Nov 2, 2019

The Diet of Augsburg

1 Min Read

In this brief clip from his teaching series A Survey of Church History, W. Robert Godfrey gives a brief description of the Lutheran actions at the Diet of Augsburg. Watch this entire message for free. 

Transcript

Luther knew that the next great historical event in the Reformation was going to be the Diet of Augsburg in 1530. The Emperor had not been in Germany since 1521 when Luther was declared an outlaw at Worms. So Luther knew this presence of the Emperor at a Diet now was going to be a big deal and might well say great deal about the future of the Reformation and Luther desperately wanted to be there. But the Emperor refused to give him a safe conduct. So Luther was unable to go to the Diet at Augsburg and Philipp Melanchthon went in his place. And when the emperor asked for a summary of what the Lutherans believed, Melanchthon wrote out the Augsburg Confession which has remained the basic confession of Lutheranism ever since. This was presented to the Emperor as a statement of where the Lutherans, the people, the preachers and particularly the Lutheran princes stood. The Emperor didn't like it. The Emperor didn’t like it one bit. But the Emperor really was counting the political cost. Can I really oppose Luther? Can I really oppose the Lutheran princes?

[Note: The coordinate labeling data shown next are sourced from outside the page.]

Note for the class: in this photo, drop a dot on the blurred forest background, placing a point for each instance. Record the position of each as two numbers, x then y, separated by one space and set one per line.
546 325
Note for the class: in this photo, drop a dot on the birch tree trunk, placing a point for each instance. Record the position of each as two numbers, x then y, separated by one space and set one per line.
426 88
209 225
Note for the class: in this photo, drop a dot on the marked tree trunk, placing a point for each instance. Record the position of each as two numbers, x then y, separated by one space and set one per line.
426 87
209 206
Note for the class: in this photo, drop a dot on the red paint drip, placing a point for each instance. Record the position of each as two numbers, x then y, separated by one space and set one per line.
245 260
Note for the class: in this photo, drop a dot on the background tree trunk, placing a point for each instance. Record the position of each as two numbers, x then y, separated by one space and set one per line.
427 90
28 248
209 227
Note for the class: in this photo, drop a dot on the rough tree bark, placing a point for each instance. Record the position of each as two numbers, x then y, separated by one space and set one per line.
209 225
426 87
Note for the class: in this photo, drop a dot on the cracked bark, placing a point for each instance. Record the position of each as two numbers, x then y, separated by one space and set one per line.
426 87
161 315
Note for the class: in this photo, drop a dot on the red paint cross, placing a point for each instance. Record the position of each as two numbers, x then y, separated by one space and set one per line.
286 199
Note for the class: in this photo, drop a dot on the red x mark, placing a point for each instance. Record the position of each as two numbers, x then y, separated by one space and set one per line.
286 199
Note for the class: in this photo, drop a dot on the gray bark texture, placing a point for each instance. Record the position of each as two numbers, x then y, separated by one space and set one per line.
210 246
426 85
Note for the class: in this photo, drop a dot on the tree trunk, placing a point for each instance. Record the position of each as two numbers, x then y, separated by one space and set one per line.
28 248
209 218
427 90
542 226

And so he really didn't do very much at the Diet of Augsburg, but the Lutheran princes went away sufficiently worried that they immediately formed a defensive political League which came to be known in history The Schmalkaldic League to prepare for war with the Emperor. War wouldn’t come for fifteen years or more but clearly Luther saw that Germany was on the verge of civil war and he would say in his marvelous way, “If I'd wanted to plunge Germany in to civil war, I could've done it but it's not the way I thought the gospel should advance or would advance.” He said “rather, I sat in the garden with Philipp and drank beer and let the word do it.”